What is GDS in a Canadian mortgage?
Gross Debt Service ratio: principal + interest + property tax + heat + 50% of condo fees, divided by gross monthly income. Most lenders cap GDS at 39%.
What is TDS in a Canadian mortgage?
Total Debt Service ratio: GDS expenses plus all other monthly debt payments (car loans, credit cards, lines of credit, student loans), divided by gross monthly income. Most lenders cap TDS at 44%.
What is the mortgage stress test?
OSFI B-20 requires lenders to qualify borrowers at the higher of contract rate + 2 percentage points or 5.25%. Applies to all federally regulated lenders for new purchases, refinances, and lender switches. Renewals with the same lender are exempt since 2024.
What's the minimum down payment in Canada?
5% on the first $500,000, 10% on the $500,000-$1,500,000 portion, and 20% on properties over $1.5 million (uninsured). The $1.5M insurable cap took effect December 15, 2024.

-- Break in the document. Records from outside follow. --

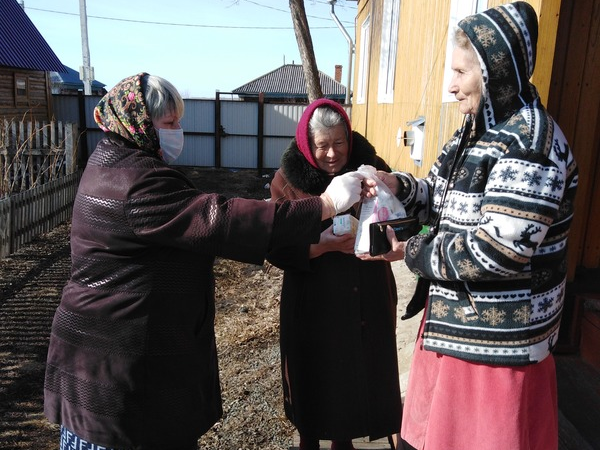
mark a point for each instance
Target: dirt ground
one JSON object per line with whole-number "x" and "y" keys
{"x": 247, "y": 330}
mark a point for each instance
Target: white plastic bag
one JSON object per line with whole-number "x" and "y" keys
{"x": 384, "y": 206}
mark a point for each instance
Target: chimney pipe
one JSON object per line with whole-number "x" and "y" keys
{"x": 350, "y": 49}
{"x": 338, "y": 73}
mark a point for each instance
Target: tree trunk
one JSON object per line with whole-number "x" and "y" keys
{"x": 309, "y": 63}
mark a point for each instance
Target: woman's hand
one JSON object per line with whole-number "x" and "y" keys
{"x": 329, "y": 242}
{"x": 395, "y": 254}
{"x": 389, "y": 179}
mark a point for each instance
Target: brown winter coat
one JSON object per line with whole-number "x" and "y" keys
{"x": 338, "y": 322}
{"x": 132, "y": 359}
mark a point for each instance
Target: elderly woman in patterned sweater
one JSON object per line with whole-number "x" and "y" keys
{"x": 483, "y": 376}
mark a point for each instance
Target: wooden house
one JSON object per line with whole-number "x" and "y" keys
{"x": 25, "y": 60}
{"x": 286, "y": 84}
{"x": 400, "y": 103}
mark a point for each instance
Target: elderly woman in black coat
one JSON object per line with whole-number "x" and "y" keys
{"x": 338, "y": 313}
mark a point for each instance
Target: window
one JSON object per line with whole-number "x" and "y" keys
{"x": 365, "y": 56}
{"x": 389, "y": 45}
{"x": 21, "y": 89}
{"x": 459, "y": 9}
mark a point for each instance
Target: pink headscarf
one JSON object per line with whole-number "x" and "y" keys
{"x": 302, "y": 138}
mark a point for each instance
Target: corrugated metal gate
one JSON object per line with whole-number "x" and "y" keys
{"x": 219, "y": 132}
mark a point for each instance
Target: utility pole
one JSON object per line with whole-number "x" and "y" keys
{"x": 86, "y": 71}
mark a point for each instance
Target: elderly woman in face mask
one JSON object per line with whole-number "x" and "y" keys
{"x": 338, "y": 313}
{"x": 132, "y": 360}
{"x": 500, "y": 200}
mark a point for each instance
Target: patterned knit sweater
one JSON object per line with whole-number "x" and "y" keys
{"x": 498, "y": 260}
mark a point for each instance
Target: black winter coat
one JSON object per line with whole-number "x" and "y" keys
{"x": 132, "y": 359}
{"x": 338, "y": 323}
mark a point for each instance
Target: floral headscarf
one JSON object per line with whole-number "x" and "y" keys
{"x": 123, "y": 111}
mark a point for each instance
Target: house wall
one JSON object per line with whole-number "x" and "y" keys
{"x": 38, "y": 106}
{"x": 419, "y": 79}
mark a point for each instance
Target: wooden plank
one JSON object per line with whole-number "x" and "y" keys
{"x": 359, "y": 444}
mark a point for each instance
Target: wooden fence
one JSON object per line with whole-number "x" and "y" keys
{"x": 38, "y": 180}
{"x": 28, "y": 214}
{"x": 32, "y": 154}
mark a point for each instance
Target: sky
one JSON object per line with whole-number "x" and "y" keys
{"x": 200, "y": 46}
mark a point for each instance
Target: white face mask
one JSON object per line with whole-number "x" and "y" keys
{"x": 171, "y": 143}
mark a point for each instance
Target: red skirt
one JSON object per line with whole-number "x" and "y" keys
{"x": 455, "y": 404}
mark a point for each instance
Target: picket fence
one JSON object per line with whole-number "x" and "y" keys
{"x": 38, "y": 180}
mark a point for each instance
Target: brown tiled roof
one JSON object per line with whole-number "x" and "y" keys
{"x": 288, "y": 81}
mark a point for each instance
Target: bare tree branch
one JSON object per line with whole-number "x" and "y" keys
{"x": 307, "y": 54}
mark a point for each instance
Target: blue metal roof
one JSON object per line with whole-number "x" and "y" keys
{"x": 21, "y": 44}
{"x": 288, "y": 81}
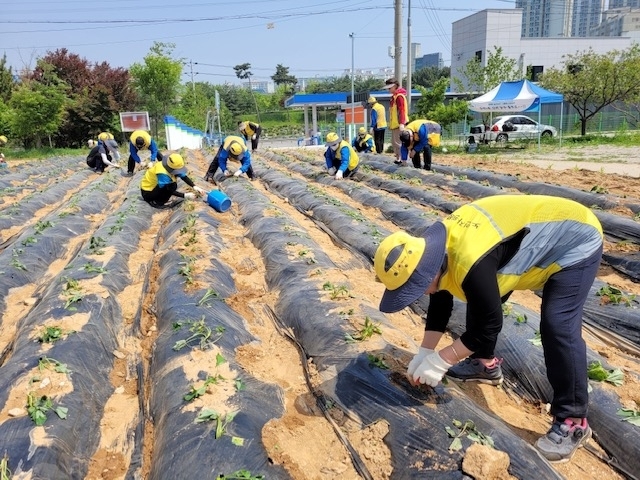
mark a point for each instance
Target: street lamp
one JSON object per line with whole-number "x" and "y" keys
{"x": 353, "y": 118}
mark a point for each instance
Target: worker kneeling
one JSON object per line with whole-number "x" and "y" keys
{"x": 159, "y": 182}
{"x": 340, "y": 157}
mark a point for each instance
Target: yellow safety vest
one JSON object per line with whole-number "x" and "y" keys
{"x": 560, "y": 233}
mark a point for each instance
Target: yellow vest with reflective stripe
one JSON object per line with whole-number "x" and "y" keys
{"x": 560, "y": 233}
{"x": 353, "y": 156}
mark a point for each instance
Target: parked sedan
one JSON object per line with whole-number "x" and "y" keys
{"x": 518, "y": 127}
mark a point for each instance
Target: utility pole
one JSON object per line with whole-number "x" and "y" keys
{"x": 353, "y": 108}
{"x": 409, "y": 58}
{"x": 397, "y": 40}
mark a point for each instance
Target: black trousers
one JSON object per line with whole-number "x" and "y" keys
{"x": 159, "y": 195}
{"x": 427, "y": 158}
{"x": 215, "y": 164}
{"x": 378, "y": 140}
{"x": 96, "y": 162}
{"x": 131, "y": 165}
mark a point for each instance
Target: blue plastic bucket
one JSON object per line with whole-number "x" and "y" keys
{"x": 219, "y": 201}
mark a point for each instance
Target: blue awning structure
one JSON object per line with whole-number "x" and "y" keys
{"x": 520, "y": 96}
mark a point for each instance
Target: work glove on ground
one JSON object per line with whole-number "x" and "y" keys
{"x": 417, "y": 360}
{"x": 431, "y": 370}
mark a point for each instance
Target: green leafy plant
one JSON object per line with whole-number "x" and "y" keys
{"x": 5, "y": 473}
{"x": 96, "y": 245}
{"x": 629, "y": 415}
{"x": 41, "y": 226}
{"x": 72, "y": 291}
{"x": 240, "y": 475}
{"x": 222, "y": 421}
{"x": 51, "y": 334}
{"x": 376, "y": 361}
{"x": 59, "y": 367}
{"x": 337, "y": 291}
{"x": 91, "y": 268}
{"x": 613, "y": 295}
{"x": 595, "y": 371}
{"x": 199, "y": 391}
{"x": 368, "y": 329}
{"x": 200, "y": 332}
{"x": 210, "y": 294}
{"x": 537, "y": 339}
{"x": 468, "y": 429}
{"x": 37, "y": 407}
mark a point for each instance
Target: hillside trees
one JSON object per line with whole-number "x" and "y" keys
{"x": 590, "y": 81}
{"x": 157, "y": 80}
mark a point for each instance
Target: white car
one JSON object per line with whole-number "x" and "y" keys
{"x": 518, "y": 127}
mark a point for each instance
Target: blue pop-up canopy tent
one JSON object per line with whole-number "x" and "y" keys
{"x": 518, "y": 96}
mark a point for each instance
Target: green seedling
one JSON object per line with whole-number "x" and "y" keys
{"x": 595, "y": 371}
{"x": 222, "y": 421}
{"x": 337, "y": 291}
{"x": 200, "y": 332}
{"x": 210, "y": 294}
{"x": 198, "y": 392}
{"x": 91, "y": 268}
{"x": 51, "y": 334}
{"x": 469, "y": 429}
{"x": 613, "y": 295}
{"x": 629, "y": 415}
{"x": 41, "y": 226}
{"x": 367, "y": 331}
{"x": 5, "y": 473}
{"x": 240, "y": 475}
{"x": 96, "y": 245}
{"x": 59, "y": 367}
{"x": 376, "y": 361}
{"x": 73, "y": 292}
{"x": 29, "y": 241}
{"x": 537, "y": 339}
{"x": 37, "y": 407}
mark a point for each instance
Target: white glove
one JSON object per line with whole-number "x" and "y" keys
{"x": 417, "y": 360}
{"x": 431, "y": 370}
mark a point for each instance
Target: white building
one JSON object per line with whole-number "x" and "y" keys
{"x": 559, "y": 18}
{"x": 477, "y": 34}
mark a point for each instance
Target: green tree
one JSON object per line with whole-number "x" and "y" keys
{"x": 427, "y": 77}
{"x": 481, "y": 78}
{"x": 6, "y": 79}
{"x": 431, "y": 105}
{"x": 38, "y": 111}
{"x": 590, "y": 81}
{"x": 243, "y": 72}
{"x": 283, "y": 77}
{"x": 158, "y": 80}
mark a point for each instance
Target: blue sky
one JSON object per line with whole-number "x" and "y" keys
{"x": 309, "y": 37}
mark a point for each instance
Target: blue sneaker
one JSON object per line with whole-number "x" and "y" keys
{"x": 563, "y": 440}
{"x": 472, "y": 370}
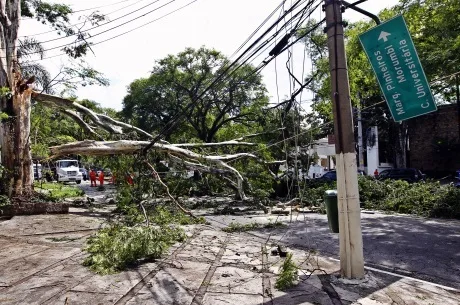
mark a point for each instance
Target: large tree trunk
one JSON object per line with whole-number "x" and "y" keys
{"x": 15, "y": 130}
{"x": 16, "y": 156}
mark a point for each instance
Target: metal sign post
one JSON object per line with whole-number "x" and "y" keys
{"x": 393, "y": 57}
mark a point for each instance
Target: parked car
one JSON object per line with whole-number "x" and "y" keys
{"x": 406, "y": 174}
{"x": 84, "y": 173}
{"x": 332, "y": 176}
{"x": 457, "y": 177}
{"x": 328, "y": 176}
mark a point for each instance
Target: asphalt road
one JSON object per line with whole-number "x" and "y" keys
{"x": 428, "y": 249}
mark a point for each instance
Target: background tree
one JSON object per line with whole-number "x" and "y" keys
{"x": 15, "y": 103}
{"x": 434, "y": 27}
{"x": 177, "y": 80}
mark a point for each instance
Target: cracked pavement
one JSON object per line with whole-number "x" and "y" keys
{"x": 40, "y": 263}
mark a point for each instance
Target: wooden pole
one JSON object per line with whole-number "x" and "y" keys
{"x": 351, "y": 245}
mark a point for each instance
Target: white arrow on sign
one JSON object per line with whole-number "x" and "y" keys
{"x": 384, "y": 35}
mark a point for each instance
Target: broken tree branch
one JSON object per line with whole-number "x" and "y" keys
{"x": 157, "y": 177}
{"x": 101, "y": 120}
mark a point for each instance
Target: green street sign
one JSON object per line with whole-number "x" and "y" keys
{"x": 393, "y": 57}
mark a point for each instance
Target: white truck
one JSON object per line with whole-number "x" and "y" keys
{"x": 67, "y": 171}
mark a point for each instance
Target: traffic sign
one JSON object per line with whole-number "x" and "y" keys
{"x": 393, "y": 57}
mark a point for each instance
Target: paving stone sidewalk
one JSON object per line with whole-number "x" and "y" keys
{"x": 40, "y": 263}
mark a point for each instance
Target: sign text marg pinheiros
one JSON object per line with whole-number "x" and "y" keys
{"x": 396, "y": 64}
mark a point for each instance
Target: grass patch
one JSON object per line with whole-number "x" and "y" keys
{"x": 57, "y": 191}
{"x": 236, "y": 227}
{"x": 288, "y": 274}
{"x": 62, "y": 239}
{"x": 115, "y": 247}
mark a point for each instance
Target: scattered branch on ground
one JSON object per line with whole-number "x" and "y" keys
{"x": 288, "y": 274}
{"x": 238, "y": 227}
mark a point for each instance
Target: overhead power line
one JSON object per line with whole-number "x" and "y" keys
{"x": 98, "y": 7}
{"x": 102, "y": 24}
{"x": 110, "y": 21}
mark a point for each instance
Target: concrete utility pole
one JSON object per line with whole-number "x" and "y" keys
{"x": 351, "y": 242}
{"x": 457, "y": 91}
{"x": 360, "y": 136}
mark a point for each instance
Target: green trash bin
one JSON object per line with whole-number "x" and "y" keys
{"x": 332, "y": 210}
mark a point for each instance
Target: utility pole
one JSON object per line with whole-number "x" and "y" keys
{"x": 351, "y": 242}
{"x": 457, "y": 91}
{"x": 360, "y": 135}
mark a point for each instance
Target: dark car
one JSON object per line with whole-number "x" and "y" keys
{"x": 84, "y": 173}
{"x": 406, "y": 174}
{"x": 328, "y": 176}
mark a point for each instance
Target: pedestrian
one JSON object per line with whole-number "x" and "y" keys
{"x": 101, "y": 178}
{"x": 92, "y": 177}
{"x": 129, "y": 179}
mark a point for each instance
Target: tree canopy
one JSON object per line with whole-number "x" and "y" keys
{"x": 178, "y": 81}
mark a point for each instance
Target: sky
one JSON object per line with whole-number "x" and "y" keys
{"x": 220, "y": 24}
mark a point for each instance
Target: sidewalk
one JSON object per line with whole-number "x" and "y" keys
{"x": 40, "y": 263}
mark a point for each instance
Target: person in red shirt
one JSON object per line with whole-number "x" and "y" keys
{"x": 101, "y": 178}
{"x": 92, "y": 177}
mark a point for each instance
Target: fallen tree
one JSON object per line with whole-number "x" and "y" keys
{"x": 214, "y": 164}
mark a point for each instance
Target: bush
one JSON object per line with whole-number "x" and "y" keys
{"x": 114, "y": 248}
{"x": 288, "y": 274}
{"x": 313, "y": 191}
{"x": 428, "y": 199}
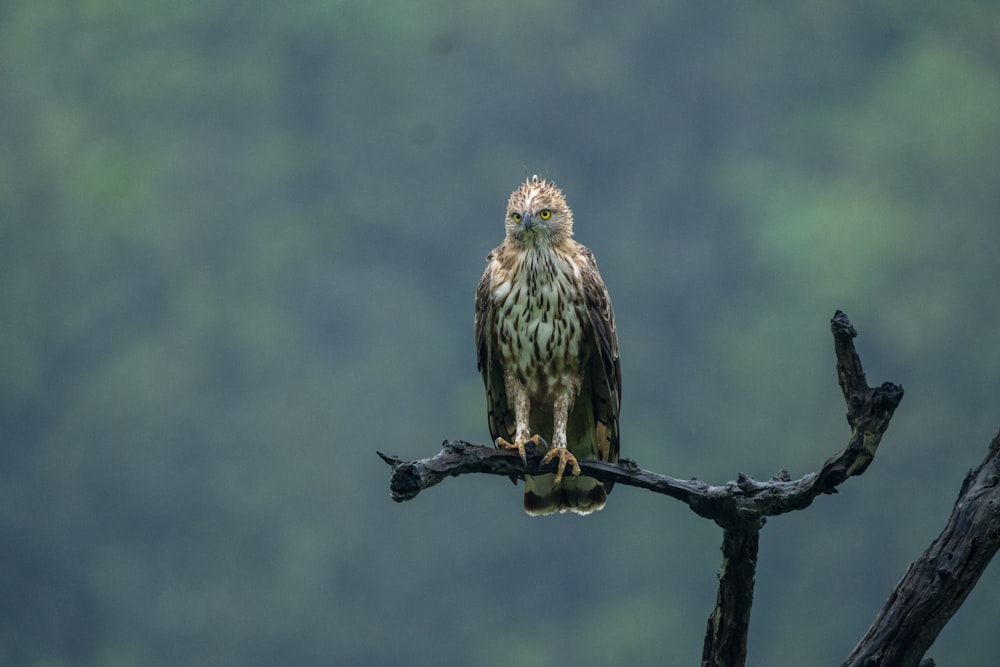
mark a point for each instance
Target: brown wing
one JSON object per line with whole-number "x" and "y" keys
{"x": 605, "y": 367}
{"x": 501, "y": 417}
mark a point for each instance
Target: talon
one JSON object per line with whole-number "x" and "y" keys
{"x": 565, "y": 457}
{"x": 520, "y": 447}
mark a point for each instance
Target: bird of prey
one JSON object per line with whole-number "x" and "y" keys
{"x": 548, "y": 350}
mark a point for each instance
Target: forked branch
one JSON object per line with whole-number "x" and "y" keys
{"x": 738, "y": 506}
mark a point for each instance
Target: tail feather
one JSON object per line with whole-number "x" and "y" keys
{"x": 581, "y": 495}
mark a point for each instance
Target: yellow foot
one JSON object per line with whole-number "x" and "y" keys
{"x": 564, "y": 457}
{"x": 519, "y": 447}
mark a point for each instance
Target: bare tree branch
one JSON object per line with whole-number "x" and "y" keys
{"x": 738, "y": 506}
{"x": 934, "y": 587}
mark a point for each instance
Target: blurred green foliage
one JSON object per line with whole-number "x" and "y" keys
{"x": 238, "y": 246}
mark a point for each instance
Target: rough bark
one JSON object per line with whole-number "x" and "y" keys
{"x": 936, "y": 584}
{"x": 930, "y": 592}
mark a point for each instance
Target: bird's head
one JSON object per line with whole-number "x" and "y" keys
{"x": 537, "y": 213}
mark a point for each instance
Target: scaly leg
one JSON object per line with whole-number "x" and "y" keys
{"x": 518, "y": 395}
{"x": 560, "y": 410}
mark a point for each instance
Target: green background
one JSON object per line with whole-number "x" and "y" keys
{"x": 238, "y": 249}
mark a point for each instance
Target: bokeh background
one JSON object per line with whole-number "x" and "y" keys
{"x": 238, "y": 249}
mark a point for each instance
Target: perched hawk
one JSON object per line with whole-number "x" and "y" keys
{"x": 548, "y": 350}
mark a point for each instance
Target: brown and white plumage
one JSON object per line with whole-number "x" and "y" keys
{"x": 548, "y": 350}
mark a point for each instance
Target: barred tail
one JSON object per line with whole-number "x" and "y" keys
{"x": 581, "y": 495}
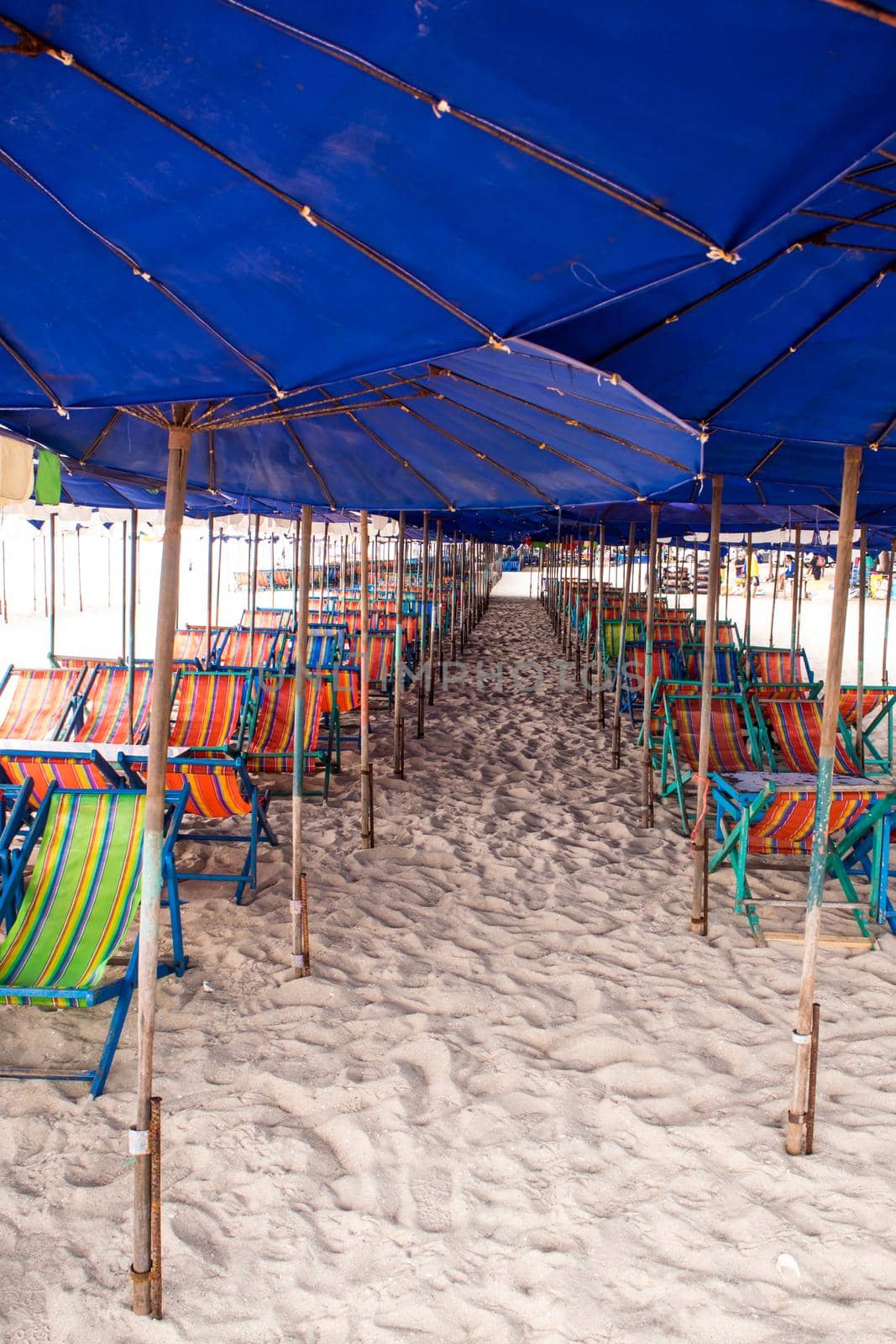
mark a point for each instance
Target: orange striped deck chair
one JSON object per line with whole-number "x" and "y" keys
{"x": 250, "y": 649}
{"x": 794, "y": 727}
{"x": 734, "y": 743}
{"x": 208, "y": 710}
{"x": 215, "y": 790}
{"x": 38, "y": 703}
{"x": 774, "y": 819}
{"x": 270, "y": 743}
{"x": 63, "y": 769}
{"x": 777, "y": 665}
{"x": 103, "y": 711}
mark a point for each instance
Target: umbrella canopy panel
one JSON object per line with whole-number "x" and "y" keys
{"x": 207, "y": 199}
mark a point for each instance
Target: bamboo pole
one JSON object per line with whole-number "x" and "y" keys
{"x": 208, "y": 588}
{"x": 589, "y": 622}
{"x": 774, "y": 598}
{"x": 253, "y": 557}
{"x": 699, "y": 905}
{"x": 884, "y": 678}
{"x": 53, "y": 586}
{"x": 860, "y": 651}
{"x": 130, "y": 604}
{"x": 647, "y": 753}
{"x": 301, "y": 958}
{"x": 367, "y": 769}
{"x": 398, "y": 725}
{"x": 436, "y": 618}
{"x": 454, "y": 598}
{"x": 794, "y": 601}
{"x": 123, "y": 588}
{"x": 598, "y": 633}
{"x": 819, "y": 859}
{"x": 748, "y": 575}
{"x": 423, "y": 643}
{"x": 179, "y": 440}
{"x": 616, "y": 756}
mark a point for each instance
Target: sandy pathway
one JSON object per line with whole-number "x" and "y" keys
{"x": 517, "y": 1101}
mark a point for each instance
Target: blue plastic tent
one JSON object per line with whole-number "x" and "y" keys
{"x": 785, "y": 363}
{"x": 223, "y": 198}
{"x": 483, "y": 429}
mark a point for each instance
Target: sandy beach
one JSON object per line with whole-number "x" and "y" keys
{"x": 516, "y": 1102}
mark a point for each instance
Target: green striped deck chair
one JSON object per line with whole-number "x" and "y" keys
{"x": 71, "y": 916}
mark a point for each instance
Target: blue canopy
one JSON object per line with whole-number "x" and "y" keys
{"x": 788, "y": 362}
{"x": 483, "y": 429}
{"x": 206, "y": 199}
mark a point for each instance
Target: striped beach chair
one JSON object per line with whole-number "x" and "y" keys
{"x": 735, "y": 743}
{"x": 103, "y": 710}
{"x": 38, "y": 703}
{"x": 56, "y": 768}
{"x": 775, "y": 667}
{"x": 794, "y": 732}
{"x": 210, "y": 710}
{"x": 876, "y": 716}
{"x": 269, "y": 749}
{"x": 250, "y": 649}
{"x": 215, "y": 790}
{"x": 768, "y": 822}
{"x": 71, "y": 916}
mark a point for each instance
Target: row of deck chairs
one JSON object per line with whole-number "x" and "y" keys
{"x": 763, "y": 759}
{"x": 69, "y": 898}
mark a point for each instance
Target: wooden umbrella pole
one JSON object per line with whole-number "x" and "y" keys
{"x": 81, "y": 595}
{"x": 598, "y": 632}
{"x": 398, "y": 725}
{"x": 367, "y": 769}
{"x": 301, "y": 954}
{"x": 748, "y": 591}
{"x": 150, "y": 880}
{"x": 616, "y": 756}
{"x": 423, "y": 647}
{"x": 53, "y": 586}
{"x": 296, "y": 575}
{"x": 589, "y": 620}
{"x": 454, "y": 597}
{"x": 819, "y": 857}
{"x": 123, "y": 588}
{"x": 253, "y": 569}
{"x": 130, "y": 604}
{"x": 647, "y": 753}
{"x": 324, "y": 571}
{"x": 884, "y": 678}
{"x": 210, "y": 578}
{"x": 436, "y": 620}
{"x": 774, "y": 598}
{"x": 860, "y": 649}
{"x": 794, "y": 601}
{"x": 699, "y": 905}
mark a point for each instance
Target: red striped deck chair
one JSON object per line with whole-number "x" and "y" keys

When does CMHC insurance apply?
When the down payment is less than 20% and the property is $1.5M or less. The premium (0.6%-4.0% of mortgage amount, by loan-to-value tier) is added to the mortgage principal.

Methodology

Maximum monthly housing budget is the lesser of (39% of gross monthly income minus monthly property tax minus monthly heat) and (44% of gross monthly income minus monthly property tax minus monthly heat minus other monthly debt). The maximum mortgage payment is this budget. The maximum mortgage amount inverts the Canadian mortgage formula at the qualifying rate (the greater of the contract rate plus two percentage points and 5.25%) with semi-annual compounding. Maximum purchase price is the maximum mortgage plus the down payment, floor-adjusted for the 5%, 5+10%, and 20% minimum down payment rules. Actual monthly payment at the contract rate is computed with the same formula at the contract rate. CMHC, Sagen, and Canada Guaranty premium tables are applied to insured mortgages at the 2024 rate schedule.